From: Eli Britstein <elibr@nvidia.com>
To: <dev@dpdk.org>
Cc: Matan Azrad <matan@nvidia.com>, Asaf Penso <asafp@nvidia.com>,
"Slava Ovsiienko" <viacheslavo@nvidia.com>,
Thomas Monjalon <thomas@monjalon.net>,
<bruce.richardson@intel.com>, <konstantin.ananyev@intel.com>,
<olivier.matz@6wind.com>, Eli Britstein <elibr@nvidia.com>,
<stable@dpdk.org>
Subject: [dpdk-dev] [PATCH V2 3/3] eal/x86: avoid cast-align warning in x86 memcpy functions
Date: Thu, 21 Oct 2021 11:51:32 +0300 [thread overview]
Message-ID: <20211021085132.12672-3-elibr@nvidia.com> (raw)
In-Reply-To: <20211021085132.12672-1-elibr@nvidia.com>
Functions and macros in x86 rte_memcpy.h may cause cast-align warnings,
when using strict cast align flag with supporting gcc:
gcc (Ubuntu 9.3.0-17ubuntu1~20.04) 9.3.0
CFLAGS="-Wcast-align=strict" make V=1 -C examples/l2fwd clean static
For example:
In file included from main.c:24:
/dpdk/build/include/rte_memcpy.h: In function 'rte_mov16':
/dpdk/build/include/rte_memcpy.h:306:25: warning: cast increases
required alignment of target type [-Wcast-align]

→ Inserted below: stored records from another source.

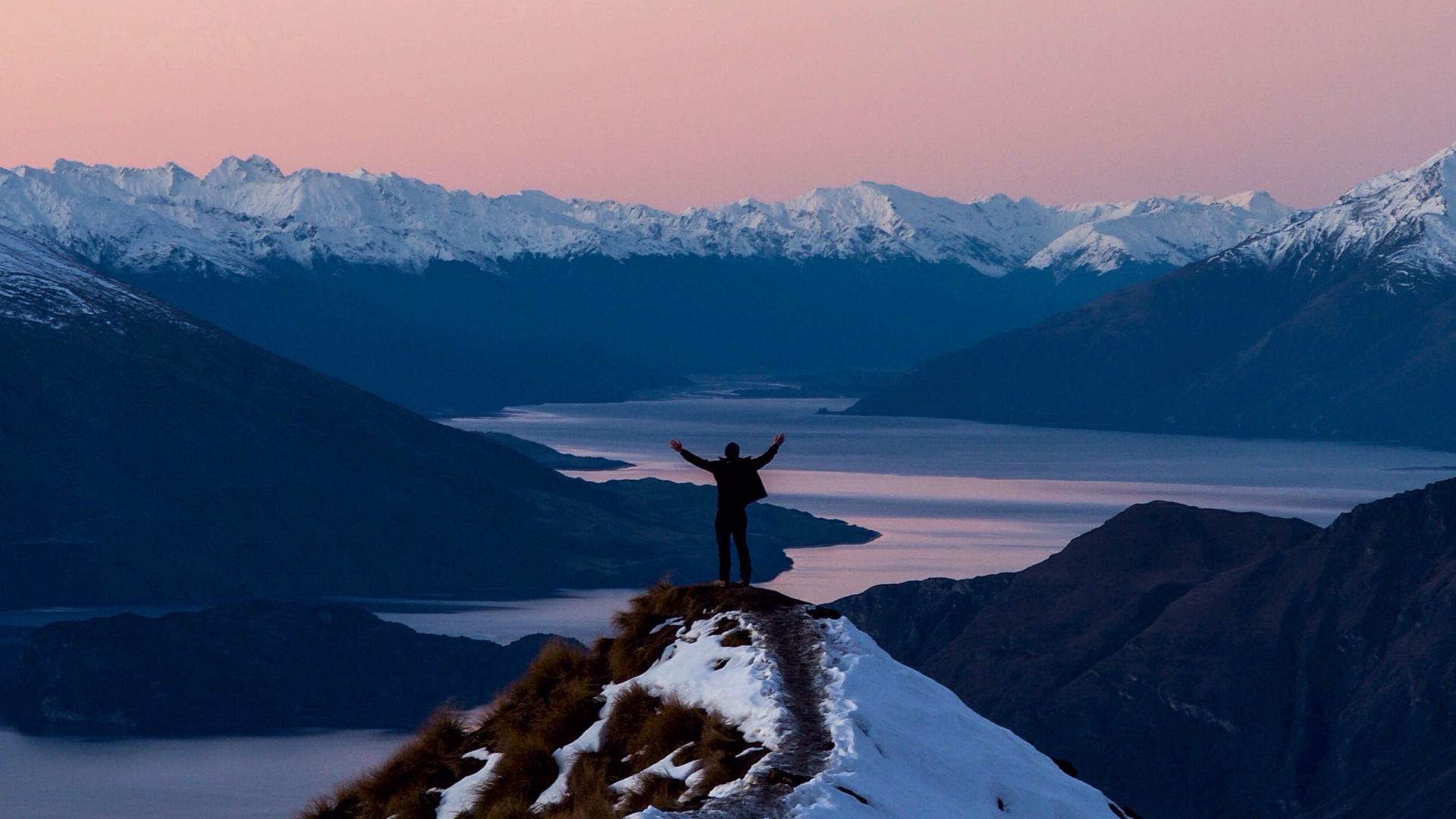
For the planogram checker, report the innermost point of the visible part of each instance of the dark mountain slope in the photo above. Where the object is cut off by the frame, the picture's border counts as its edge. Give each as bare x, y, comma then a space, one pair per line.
256, 667
149, 457
1223, 665
1338, 324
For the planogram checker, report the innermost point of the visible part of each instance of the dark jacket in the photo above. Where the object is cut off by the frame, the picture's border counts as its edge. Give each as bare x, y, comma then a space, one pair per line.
739, 482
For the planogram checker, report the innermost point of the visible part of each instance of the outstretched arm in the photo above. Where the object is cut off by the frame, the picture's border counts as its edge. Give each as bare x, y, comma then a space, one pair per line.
774, 449
689, 457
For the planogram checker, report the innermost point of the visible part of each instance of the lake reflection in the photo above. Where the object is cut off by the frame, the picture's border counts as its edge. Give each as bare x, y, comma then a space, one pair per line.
960, 499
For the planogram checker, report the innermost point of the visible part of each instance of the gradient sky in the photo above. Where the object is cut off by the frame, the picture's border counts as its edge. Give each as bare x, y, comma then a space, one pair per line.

306 | xmm0 = _mm_loadu_si128((const __m128i *)src);
| ^
As the code assumes correct alignment, add first a (void *) or (const
void *) castings, to avoid the warnings.
Fixes: 9484092baad3 ("eal/x86: optimize memcpy for AVX512 platforms")
Cc: stable@dpdk.org
Signed-off-by: Eli Britstein <elibr@nvidia.com>
---
lib/eal/x86/include/rte_memcpy.h | 80 ++++++++++++++++++--------------
1 file changed, 44 insertions(+), 36 deletions(-)

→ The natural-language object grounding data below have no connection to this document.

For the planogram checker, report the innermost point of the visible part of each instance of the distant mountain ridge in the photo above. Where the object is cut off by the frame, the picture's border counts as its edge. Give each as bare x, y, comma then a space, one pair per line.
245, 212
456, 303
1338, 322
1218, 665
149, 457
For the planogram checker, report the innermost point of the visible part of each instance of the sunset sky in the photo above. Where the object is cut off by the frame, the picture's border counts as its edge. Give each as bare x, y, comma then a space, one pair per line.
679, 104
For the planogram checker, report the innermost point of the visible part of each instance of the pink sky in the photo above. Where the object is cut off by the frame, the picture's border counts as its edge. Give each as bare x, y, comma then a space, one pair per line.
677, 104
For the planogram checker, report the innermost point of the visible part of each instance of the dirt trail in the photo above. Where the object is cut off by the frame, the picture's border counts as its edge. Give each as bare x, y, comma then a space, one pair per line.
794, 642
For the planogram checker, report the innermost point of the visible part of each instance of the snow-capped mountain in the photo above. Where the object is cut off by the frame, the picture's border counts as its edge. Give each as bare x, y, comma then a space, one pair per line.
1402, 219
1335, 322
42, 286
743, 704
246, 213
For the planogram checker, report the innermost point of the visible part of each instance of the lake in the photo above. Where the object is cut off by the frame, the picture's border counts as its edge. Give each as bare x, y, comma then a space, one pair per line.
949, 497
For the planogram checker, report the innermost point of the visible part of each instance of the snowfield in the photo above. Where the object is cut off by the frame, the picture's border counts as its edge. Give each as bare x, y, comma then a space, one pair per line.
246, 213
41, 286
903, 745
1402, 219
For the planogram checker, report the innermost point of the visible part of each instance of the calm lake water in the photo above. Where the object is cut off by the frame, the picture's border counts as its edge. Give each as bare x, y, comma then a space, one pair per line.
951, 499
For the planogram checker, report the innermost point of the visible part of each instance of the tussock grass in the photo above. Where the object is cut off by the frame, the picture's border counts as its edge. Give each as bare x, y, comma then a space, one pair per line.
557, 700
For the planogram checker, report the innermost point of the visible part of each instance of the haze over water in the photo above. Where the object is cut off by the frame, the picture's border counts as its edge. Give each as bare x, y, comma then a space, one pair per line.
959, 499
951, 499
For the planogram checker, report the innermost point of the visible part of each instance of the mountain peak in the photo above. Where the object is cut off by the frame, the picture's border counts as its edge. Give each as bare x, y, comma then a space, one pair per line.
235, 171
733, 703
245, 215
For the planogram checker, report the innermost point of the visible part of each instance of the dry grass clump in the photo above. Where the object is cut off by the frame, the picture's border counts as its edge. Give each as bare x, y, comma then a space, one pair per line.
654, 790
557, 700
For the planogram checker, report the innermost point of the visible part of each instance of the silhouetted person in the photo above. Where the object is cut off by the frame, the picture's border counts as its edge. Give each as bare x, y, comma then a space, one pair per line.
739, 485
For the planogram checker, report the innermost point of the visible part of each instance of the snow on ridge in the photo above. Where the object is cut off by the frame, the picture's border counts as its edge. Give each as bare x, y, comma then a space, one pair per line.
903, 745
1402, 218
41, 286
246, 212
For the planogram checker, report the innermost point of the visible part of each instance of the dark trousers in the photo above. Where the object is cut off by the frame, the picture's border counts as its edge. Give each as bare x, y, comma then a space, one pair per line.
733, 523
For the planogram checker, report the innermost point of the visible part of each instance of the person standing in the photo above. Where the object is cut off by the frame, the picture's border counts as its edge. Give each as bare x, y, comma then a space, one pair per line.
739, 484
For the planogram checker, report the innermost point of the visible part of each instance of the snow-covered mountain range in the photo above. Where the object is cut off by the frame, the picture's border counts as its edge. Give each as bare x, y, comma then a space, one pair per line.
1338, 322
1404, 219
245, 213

diff --git a/lib/eal/x86/include/rte_memcpy.h b/lib/eal/x86/include/rte_memcpy.h
index 79f381dd9b..1b6c6e585f 100644
--- a/lib/eal/x86/include/rte_memcpy.h
+++ b/lib/eal/x86/include/rte_memcpy.h
@@ -303,8 +303,8 @@ rte_mov16(uint8_t *dst, const uint8_t *src)
{
__m128i xmm0;
- xmm0 = _mm_loadu_si128((const __m128i *)src);
- _mm_storeu_si128((__m128i *)dst, xmm0);
+ xmm0 = _mm_loadu_si128((const __m128i *)(const void *)src);
+ _mm_storeu_si128((__m128i *)(void *)dst, xmm0);
}
/**
@@ -316,8 +316,8 @@ rte_mov32(uint8_t *dst, const uint8_t *src)
{
__m256i ymm0;
- ymm0 = _mm256_loadu_si256((const __m256i *)src);
- _mm256_storeu_si256((__m256i *)dst, ymm0);
+ ymm0 = _mm256_loadu_si256((const __m256i *)(const void *)src);
+ _mm256_storeu_si256((__m256i *)(void *)dst, ymm0);
}
/**
@@ -354,16 +354,24 @@ rte_mov128blocks(uint8_t *dst, const uint8_t *src, size_t n)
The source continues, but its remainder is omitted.